De nos jours, de plus en plus de médias sont numérisés (image, son, vidéo…) et stockés ou transmis dans un format numérique. Cela a plusieurs avantages, dont le plus important est l’absence de perte de qualité du média numérisé pendant son transport ou lors de traitements sur celui-ci (à l’aide de logiciels, par exemple). Il existe également quelques inconvénients intrinsèques au caractère numérique, notamment la perte de précision lors du passage du monde analogique au monde numérique (appelé conversion analogique / numérique ou échantillonnage). Pour que le média numérisé soit rigoureusement le même que le signal d’origine, il faudrait numériser ce dernier avec une précision infinie, donc en stockant une quantité infinie d’informations… C’est évidemment très théorique et impossible à réaliser. En pratique, la limite de précision nécessaire est fixée généralement par celle du récepteur final de ce média : l’œil pour l’image, l’oreille pour le son. C’est ce dernier outil de l’homme qui nous intéressera le plus dans ce dossier, puisque nous traiterons principalement de la compression numérique du son.
Stockage de l’information et capacité limitée
Dans les studios professionnels, et même dans les home studios plus modestes, on se préoccupe généralement peu de la quantité d’information que l’on stocke sur son disque dur.

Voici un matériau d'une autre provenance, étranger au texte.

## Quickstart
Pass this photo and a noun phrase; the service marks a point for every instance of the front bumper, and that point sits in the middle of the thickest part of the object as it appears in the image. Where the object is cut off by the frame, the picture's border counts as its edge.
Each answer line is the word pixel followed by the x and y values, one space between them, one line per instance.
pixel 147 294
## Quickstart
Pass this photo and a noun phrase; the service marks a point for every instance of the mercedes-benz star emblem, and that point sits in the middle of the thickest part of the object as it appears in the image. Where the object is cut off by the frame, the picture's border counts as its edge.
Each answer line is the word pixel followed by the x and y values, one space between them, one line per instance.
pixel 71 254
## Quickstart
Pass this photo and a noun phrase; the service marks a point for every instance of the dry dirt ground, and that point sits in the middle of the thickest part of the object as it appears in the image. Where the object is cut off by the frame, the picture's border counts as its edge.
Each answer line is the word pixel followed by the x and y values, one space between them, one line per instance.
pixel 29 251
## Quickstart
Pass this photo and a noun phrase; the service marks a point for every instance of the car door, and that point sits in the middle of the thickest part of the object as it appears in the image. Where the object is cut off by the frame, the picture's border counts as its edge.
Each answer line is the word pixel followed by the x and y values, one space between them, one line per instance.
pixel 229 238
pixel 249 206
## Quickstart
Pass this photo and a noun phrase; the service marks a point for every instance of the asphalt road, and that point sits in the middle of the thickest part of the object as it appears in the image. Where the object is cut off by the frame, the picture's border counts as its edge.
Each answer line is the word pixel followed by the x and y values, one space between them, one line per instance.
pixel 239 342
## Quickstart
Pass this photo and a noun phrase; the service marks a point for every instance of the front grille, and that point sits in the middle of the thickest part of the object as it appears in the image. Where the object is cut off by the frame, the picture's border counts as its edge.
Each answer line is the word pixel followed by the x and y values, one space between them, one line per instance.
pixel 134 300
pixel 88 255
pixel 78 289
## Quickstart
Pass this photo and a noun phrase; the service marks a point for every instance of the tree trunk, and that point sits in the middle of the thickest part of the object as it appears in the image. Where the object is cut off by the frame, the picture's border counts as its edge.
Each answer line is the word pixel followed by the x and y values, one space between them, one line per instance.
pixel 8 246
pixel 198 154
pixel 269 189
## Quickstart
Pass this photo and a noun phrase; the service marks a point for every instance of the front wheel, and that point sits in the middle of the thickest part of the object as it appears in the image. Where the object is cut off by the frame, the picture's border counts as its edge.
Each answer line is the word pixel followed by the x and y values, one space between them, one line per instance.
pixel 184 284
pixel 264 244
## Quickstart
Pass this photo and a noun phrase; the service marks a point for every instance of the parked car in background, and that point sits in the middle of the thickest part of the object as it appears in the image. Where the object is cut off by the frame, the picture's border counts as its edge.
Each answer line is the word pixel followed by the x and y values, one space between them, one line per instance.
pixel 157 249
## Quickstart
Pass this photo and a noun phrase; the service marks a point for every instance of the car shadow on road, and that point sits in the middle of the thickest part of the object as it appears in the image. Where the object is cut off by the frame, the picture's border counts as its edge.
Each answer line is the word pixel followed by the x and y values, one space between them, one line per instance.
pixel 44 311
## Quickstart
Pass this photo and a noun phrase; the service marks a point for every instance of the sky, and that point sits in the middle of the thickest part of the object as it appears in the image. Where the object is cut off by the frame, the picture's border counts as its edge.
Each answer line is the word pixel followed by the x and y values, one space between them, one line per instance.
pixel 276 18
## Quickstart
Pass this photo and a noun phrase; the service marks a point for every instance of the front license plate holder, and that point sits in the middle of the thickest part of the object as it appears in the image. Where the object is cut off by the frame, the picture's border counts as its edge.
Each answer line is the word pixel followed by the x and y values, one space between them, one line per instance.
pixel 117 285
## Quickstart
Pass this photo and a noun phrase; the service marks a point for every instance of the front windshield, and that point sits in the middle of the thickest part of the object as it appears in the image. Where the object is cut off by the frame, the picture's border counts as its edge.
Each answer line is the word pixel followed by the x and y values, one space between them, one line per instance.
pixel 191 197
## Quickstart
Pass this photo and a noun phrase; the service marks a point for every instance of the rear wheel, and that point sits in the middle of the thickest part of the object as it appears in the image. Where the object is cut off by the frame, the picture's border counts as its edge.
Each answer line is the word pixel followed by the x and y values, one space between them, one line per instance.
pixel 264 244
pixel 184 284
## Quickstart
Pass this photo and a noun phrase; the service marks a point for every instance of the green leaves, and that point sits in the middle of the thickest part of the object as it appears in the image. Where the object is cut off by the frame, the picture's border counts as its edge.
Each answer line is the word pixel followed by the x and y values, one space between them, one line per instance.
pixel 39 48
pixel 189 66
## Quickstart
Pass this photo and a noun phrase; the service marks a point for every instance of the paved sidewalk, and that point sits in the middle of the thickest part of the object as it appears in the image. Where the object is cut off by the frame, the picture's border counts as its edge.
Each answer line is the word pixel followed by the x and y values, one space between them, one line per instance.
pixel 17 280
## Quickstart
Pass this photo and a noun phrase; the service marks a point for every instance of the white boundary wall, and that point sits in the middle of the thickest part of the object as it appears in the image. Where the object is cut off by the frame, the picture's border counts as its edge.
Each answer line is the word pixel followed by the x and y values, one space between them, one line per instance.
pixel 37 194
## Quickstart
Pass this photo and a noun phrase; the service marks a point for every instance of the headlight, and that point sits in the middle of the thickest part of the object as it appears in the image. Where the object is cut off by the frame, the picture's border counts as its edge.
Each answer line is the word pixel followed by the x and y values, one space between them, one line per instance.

Les stations sont de plus en plus performantes et la capacité des disques durs est mille fois plus élevée qu’il y a quelques années à peine. Du coup, on a tendance à stocker plus que nécessaire. Pour vous donner un ordre d’idée de la place que prennent vos enregistrements musicaux, voici quelques exemples :
- Un enregistrement en fichier « wav » d’un morceau de 4 minutes en qualité CD (44 Khz / 16 bits stéréo) : 42 Mo
- Ce même enregistrement de quatre minutes, mais en multipiste (chaque instrument est enregistré sur une piste séparée) avec le logiciel Samplitude de Sek’D par exemple, sur 8 pistes mono en 24 bits 96 KHz : plus de 550 Mo. Le morceau de musique prend bientôt toute la place contenue sur un CD audio, et ce pour un seul morceau de quelques minutes !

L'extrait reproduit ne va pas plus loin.